One of Britain’s biggest shopping mall operators is experimenting with power-line communications as a platform for connecting its lighting to the Internet of Things.
Amid all the recent talk about Bluetooth, ZigBee, visible light communications, and Power over Ethernet as communication channels for IoT lighting, it’s easy to forget there’s a ubiquitous infrastructure already in place that can also connect lighting to the Internet: electricity cables.
A major owner and operator of malls and shopping centres in the UK and Spain appears to see the potential in that technology, called powerline communications (PLC), which runs both data and electricity over standard 120V and 240V lines.
The company, London-based Intu, is even investing in the supplier, enModus, a Welsh PLC specialist that provides nodes and hubs to turn lights into a data communication network over existing electrical connections, in a system it calls Wattwave.
Intu is trialling Wattwave in two pilots, one at its London headquarters office and another at a storage area at a shopping centre in Watford, England. It appears to be considering it for its many retail properties.
‘We were impressed by the team at enModus and the massive potential their technology offers,’ said Intu commercial and digital director Trevor Pereira. He noted that the investment reflects Intu’s ongoing efforts at ‘spotting new ideas and innovations that will help shape the future of our industry and the way in which we operate.’
Intu owns shopping centers and malls in the UK and Spain, such as Eldon Square in Newcastle, and is now investing in technology to bolster IoT lighting.
Wattwave enables commercial and industrial end users to better monitor and control their lighting network. It can serve just about any environment, including those where ceilings might be too high for effective wireless communication, or where physical structures might impede wireless signals (too much metal can interfere with Bluetooth signals). It also eliminates the need for new cabling that a rival wired technology, Power over Ethernet, requires.
‘Having Intu, such a key player in commercial real estate, joining our key investors and supporting enModus, is a validation that our technology is the best fit for safer and smarter buildings and that we provide our customers with a platform that helps them manage their energy-efficiency priorities in the most effective way,’ said Andy Heaton, founder and CEO of Chepstow-based enModus.
One EnModus customer, Terex Trucks, uses Wattwave to send data to high-bay LED ceiling lights via conventional electricity lines at its manufacturing in Motherwell, Scotland. Terex is a division of Volvo Construction Equipment. The system has improved energy monitoring. And combined with the new LED lights, it has cut lighting’s electricity consumption by more than 90 per cent.
In total, enModus has raised £3 million. Other investors include IoT investment firm Breed Reply, and the Welsh government’s Finance Wales, which backs small to medium enterprises.
‘[The investment] will allow us to rapidly grow our customer base across multiple regions,’ said Heaton. ‘The Internet of Things is driving new possibilities for control of a wide range of devices from LED lighting to building control and other connected systems. It’s a huge market and we’re now well-placed to take advantage of that.’
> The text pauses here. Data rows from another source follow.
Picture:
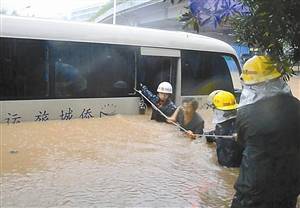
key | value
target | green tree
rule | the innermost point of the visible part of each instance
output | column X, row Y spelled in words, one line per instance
column 273, row 26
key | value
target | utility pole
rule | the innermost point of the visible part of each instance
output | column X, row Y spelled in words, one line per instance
column 115, row 10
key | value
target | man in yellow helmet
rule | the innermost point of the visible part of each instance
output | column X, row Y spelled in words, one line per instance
column 229, row 152
column 268, row 127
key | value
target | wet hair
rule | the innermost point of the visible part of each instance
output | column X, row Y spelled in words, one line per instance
column 193, row 101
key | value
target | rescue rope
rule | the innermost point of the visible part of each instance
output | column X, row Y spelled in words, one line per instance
column 178, row 125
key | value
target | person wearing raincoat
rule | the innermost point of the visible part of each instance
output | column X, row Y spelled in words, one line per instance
column 268, row 127
column 162, row 100
column 229, row 152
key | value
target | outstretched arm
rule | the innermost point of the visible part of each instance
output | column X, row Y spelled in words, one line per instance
column 173, row 117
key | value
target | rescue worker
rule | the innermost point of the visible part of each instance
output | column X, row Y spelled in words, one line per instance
column 188, row 118
column 268, row 127
column 162, row 100
column 224, row 105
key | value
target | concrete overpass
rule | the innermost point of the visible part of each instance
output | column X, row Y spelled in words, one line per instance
column 158, row 14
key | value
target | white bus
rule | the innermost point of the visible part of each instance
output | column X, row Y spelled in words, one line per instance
column 63, row 70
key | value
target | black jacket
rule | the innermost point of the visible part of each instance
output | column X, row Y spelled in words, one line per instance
column 269, row 130
column 168, row 109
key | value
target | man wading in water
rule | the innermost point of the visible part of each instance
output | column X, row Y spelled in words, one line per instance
column 162, row 101
column 188, row 118
column 268, row 127
column 224, row 107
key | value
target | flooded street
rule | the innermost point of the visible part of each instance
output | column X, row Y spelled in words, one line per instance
column 114, row 161
column 117, row 161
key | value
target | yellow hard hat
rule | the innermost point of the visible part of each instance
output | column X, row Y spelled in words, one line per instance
column 259, row 69
column 211, row 97
column 224, row 100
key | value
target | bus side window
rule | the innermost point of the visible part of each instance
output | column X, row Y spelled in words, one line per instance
column 23, row 69
column 92, row 69
column 204, row 72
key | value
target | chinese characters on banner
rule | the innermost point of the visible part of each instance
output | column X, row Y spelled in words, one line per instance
column 65, row 114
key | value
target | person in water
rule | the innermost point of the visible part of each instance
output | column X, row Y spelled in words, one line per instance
column 187, row 117
column 162, row 101
column 224, row 106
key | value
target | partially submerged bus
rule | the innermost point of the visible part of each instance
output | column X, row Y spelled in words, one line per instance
column 63, row 70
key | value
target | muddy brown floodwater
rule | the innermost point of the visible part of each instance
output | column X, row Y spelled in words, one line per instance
column 118, row 161
column 114, row 161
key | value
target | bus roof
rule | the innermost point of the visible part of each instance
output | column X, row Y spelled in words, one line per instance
column 34, row 28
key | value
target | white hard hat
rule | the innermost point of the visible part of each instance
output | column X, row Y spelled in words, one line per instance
column 165, row 87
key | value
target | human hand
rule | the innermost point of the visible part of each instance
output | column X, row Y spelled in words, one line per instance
column 191, row 134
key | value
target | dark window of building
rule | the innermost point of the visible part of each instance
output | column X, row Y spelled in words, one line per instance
column 24, row 69
column 204, row 72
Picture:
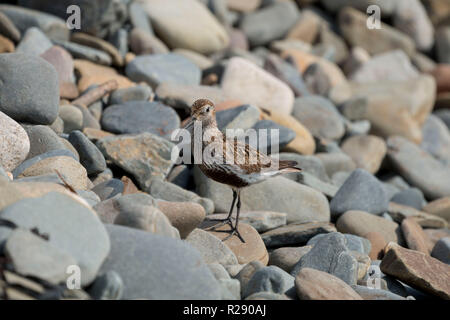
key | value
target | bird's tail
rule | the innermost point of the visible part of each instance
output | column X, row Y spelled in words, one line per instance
column 286, row 166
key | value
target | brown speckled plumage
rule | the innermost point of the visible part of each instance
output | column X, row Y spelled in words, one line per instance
column 230, row 161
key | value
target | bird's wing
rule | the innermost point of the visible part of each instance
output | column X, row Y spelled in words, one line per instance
column 247, row 158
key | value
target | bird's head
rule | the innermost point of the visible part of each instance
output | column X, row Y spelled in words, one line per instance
column 203, row 110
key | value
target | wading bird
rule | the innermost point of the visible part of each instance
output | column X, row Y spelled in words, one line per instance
column 247, row 166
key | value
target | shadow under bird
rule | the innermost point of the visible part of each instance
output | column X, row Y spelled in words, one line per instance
column 247, row 166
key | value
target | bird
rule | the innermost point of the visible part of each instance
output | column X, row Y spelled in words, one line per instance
column 248, row 166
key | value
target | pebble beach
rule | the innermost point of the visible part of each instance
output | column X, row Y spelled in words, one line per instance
column 93, row 204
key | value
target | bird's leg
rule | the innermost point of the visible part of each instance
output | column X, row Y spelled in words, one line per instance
column 234, row 230
column 227, row 220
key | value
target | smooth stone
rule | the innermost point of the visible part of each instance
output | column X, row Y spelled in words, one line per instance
column 34, row 103
column 90, row 156
column 247, row 272
column 142, row 43
column 310, row 164
column 367, row 151
column 436, row 139
column 62, row 61
column 411, row 197
column 270, row 279
column 330, row 254
column 98, row 19
column 43, row 140
column 386, row 7
column 443, row 44
column 243, row 6
column 295, row 233
column 99, row 44
column 419, row 168
column 287, row 73
column 108, row 189
column 198, row 30
column 79, row 51
column 306, row 28
column 144, row 155
column 230, row 289
column 336, row 162
column 303, row 143
column 33, row 256
column 418, row 270
column 140, row 116
column 352, row 24
column 182, row 96
column 177, row 271
column 398, row 212
column 267, row 296
column 376, row 294
column 185, row 216
column 136, row 93
column 29, row 162
column 24, row 18
column 353, row 243
column 253, row 248
column 108, row 286
column 14, row 143
column 260, row 220
column 361, row 191
column 143, row 217
column 269, row 23
column 286, row 257
column 250, row 84
column 34, row 42
column 72, row 118
column 180, row 176
column 441, row 250
column 91, row 197
column 119, row 40
column 441, row 73
column 164, row 190
column 311, row 284
column 211, row 248
column 316, row 80
column 415, row 238
column 139, row 18
column 360, row 223
column 219, row 271
column 163, row 68
column 320, row 116
column 95, row 74
column 265, row 129
column 6, row 45
column 378, row 243
column 303, row 60
column 439, row 207
column 72, row 232
column 70, row 169
column 392, row 66
column 289, row 194
column 242, row 117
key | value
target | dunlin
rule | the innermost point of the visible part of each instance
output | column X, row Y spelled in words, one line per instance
column 247, row 166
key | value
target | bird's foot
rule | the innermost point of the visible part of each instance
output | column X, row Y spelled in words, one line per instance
column 234, row 231
column 223, row 222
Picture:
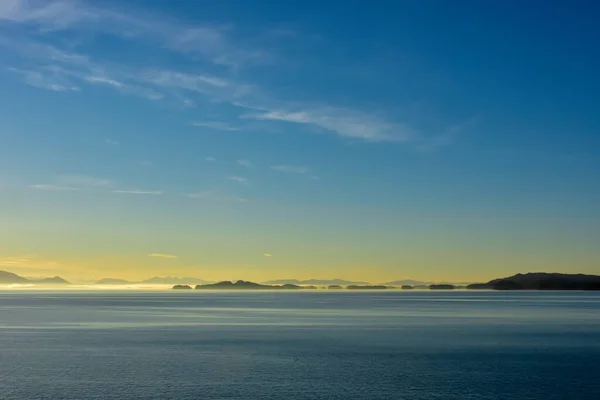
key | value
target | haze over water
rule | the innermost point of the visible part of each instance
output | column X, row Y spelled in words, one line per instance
column 301, row 345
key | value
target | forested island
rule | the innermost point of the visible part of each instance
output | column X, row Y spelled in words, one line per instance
column 541, row 281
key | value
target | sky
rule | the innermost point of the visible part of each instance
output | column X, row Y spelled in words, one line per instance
column 371, row 141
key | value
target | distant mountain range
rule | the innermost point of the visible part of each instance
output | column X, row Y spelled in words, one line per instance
column 406, row 282
column 542, row 281
column 10, row 278
column 157, row 280
column 313, row 282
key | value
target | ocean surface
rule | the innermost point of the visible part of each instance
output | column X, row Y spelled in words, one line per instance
column 299, row 345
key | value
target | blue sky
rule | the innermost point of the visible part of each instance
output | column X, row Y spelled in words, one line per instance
column 370, row 141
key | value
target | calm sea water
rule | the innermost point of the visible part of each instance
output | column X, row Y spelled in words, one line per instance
column 299, row 345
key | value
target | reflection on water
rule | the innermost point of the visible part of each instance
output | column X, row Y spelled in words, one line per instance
column 306, row 345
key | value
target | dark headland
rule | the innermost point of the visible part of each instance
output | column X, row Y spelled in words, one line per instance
column 542, row 281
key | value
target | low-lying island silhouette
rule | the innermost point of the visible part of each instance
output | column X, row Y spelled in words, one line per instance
column 245, row 285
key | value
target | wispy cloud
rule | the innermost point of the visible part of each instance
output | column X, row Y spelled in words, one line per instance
column 212, row 50
column 244, row 163
column 83, row 181
column 43, row 186
column 220, row 126
column 139, row 192
column 211, row 195
column 343, row 122
column 112, row 142
column 46, row 80
column 293, row 169
column 160, row 255
column 238, row 179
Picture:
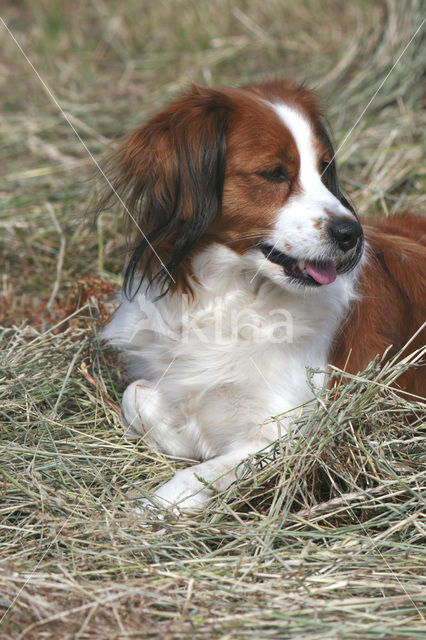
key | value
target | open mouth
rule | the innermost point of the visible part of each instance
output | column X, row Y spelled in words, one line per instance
column 308, row 272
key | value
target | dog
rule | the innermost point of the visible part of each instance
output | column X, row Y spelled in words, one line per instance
column 248, row 269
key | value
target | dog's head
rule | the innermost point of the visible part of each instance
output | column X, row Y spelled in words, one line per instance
column 251, row 168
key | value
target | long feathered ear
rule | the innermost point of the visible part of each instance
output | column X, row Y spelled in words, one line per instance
column 170, row 175
column 330, row 177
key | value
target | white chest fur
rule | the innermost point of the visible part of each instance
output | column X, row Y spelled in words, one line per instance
column 210, row 369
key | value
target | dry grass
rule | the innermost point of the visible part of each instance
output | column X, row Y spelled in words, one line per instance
column 322, row 538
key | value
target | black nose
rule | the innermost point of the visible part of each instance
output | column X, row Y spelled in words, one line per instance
column 345, row 232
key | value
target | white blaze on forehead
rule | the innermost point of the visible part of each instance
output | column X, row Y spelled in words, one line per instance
column 297, row 221
column 302, row 134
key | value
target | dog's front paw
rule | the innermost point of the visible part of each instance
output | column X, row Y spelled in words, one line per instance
column 140, row 409
column 182, row 493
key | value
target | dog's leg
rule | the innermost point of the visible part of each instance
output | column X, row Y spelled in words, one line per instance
column 193, row 487
column 141, row 409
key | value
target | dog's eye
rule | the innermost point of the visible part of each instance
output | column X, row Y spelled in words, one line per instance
column 276, row 174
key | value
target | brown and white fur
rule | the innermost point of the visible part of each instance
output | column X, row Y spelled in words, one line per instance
column 248, row 268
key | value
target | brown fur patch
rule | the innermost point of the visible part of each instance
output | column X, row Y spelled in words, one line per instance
column 392, row 304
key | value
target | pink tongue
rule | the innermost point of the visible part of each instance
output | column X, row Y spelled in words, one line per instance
column 324, row 273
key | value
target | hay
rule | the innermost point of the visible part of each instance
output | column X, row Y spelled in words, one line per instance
column 323, row 537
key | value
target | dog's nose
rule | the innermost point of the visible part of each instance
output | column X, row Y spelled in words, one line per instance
column 345, row 232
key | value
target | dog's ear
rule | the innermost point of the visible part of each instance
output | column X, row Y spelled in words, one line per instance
column 330, row 176
column 169, row 175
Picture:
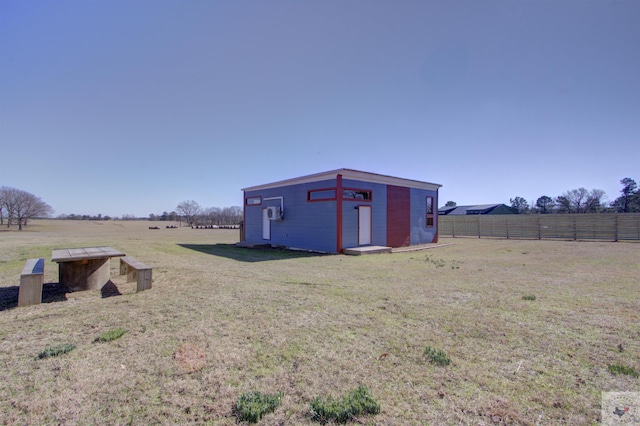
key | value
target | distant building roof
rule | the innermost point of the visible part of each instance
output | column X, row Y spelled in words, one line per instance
column 478, row 209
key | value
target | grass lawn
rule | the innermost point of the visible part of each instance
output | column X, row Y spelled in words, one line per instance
column 221, row 321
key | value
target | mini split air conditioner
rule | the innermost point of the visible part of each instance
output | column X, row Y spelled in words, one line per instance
column 274, row 213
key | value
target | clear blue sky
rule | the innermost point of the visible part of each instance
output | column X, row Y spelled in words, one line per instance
column 130, row 107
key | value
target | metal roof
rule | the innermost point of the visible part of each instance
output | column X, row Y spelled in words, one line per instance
column 348, row 174
column 460, row 210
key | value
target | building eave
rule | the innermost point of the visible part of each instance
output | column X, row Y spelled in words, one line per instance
column 348, row 174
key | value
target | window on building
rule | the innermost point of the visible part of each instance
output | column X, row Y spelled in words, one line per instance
column 321, row 194
column 356, row 194
column 254, row 201
column 430, row 220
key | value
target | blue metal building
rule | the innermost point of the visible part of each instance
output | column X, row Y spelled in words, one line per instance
column 340, row 209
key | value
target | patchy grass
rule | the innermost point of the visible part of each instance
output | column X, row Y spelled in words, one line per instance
column 346, row 408
column 110, row 335
column 253, row 405
column 437, row 356
column 220, row 320
column 51, row 351
column 622, row 369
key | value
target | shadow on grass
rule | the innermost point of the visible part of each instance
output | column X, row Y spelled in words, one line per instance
column 51, row 292
column 110, row 290
column 262, row 254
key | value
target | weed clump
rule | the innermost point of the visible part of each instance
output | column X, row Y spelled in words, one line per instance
column 110, row 335
column 437, row 356
column 623, row 369
column 252, row 405
column 56, row 350
column 359, row 401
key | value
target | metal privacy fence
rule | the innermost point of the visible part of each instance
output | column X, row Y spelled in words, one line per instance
column 603, row 227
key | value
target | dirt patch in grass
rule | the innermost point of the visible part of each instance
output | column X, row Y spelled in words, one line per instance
column 220, row 321
column 191, row 357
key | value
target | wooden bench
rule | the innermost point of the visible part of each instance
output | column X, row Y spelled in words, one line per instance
column 136, row 271
column 31, row 281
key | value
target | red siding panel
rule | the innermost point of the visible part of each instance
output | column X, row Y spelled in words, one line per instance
column 398, row 216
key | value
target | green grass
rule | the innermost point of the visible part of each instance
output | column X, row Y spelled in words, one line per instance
column 622, row 369
column 437, row 356
column 251, row 406
column 220, row 320
column 110, row 335
column 346, row 408
column 51, row 351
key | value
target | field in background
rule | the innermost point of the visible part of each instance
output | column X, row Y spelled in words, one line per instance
column 221, row 321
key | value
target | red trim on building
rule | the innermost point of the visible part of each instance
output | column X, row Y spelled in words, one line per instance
column 398, row 216
column 435, row 217
column 338, row 213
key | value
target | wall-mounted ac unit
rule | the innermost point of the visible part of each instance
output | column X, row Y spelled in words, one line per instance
column 274, row 213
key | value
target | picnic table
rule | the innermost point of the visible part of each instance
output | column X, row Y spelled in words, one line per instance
column 84, row 268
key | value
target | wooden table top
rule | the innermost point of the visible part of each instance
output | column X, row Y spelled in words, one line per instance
column 82, row 253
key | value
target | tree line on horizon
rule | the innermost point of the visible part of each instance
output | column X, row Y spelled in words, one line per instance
column 580, row 200
column 17, row 207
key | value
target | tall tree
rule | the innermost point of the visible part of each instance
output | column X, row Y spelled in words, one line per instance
column 22, row 206
column 581, row 200
column 628, row 201
column 189, row 210
column 519, row 204
column 545, row 204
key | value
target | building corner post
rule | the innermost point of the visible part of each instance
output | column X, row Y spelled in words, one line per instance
column 339, row 213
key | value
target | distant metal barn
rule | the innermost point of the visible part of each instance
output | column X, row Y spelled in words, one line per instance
column 340, row 209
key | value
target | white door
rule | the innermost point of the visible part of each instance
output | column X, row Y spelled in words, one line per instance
column 266, row 225
column 364, row 225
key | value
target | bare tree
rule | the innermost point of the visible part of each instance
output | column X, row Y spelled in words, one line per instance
column 545, row 204
column 581, row 200
column 22, row 206
column 189, row 210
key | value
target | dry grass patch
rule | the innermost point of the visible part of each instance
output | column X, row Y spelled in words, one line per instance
column 220, row 321
column 191, row 357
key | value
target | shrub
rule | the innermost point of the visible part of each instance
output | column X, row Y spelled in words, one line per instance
column 110, row 335
column 251, row 406
column 56, row 350
column 437, row 356
column 344, row 409
column 622, row 369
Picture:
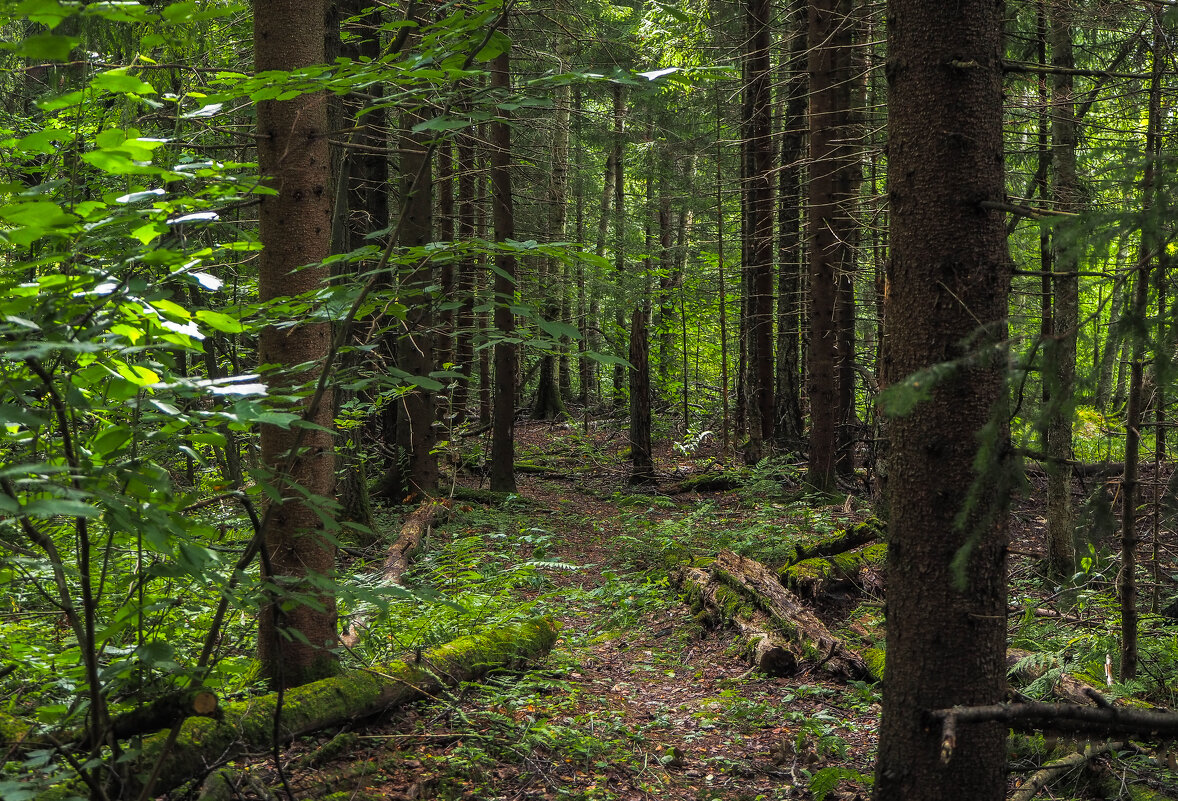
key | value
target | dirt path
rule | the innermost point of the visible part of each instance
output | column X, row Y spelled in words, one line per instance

Besides Watford, Intu’s properties include a 102,000 square metre retail and leisure complex in Glasgow, called Intu Braehead, that has an indoor ski slope, climbing wall, bowling alley, and cinema, as well as shop and restaurants. Other locations in the UK include Manchester, Norwich, Derby, Newcastle, Essex, Gateshead, Bristol, Cardiff, Milton Keynes, and more. Spanish sites include Madrid, Oviedo, and Zaragoza.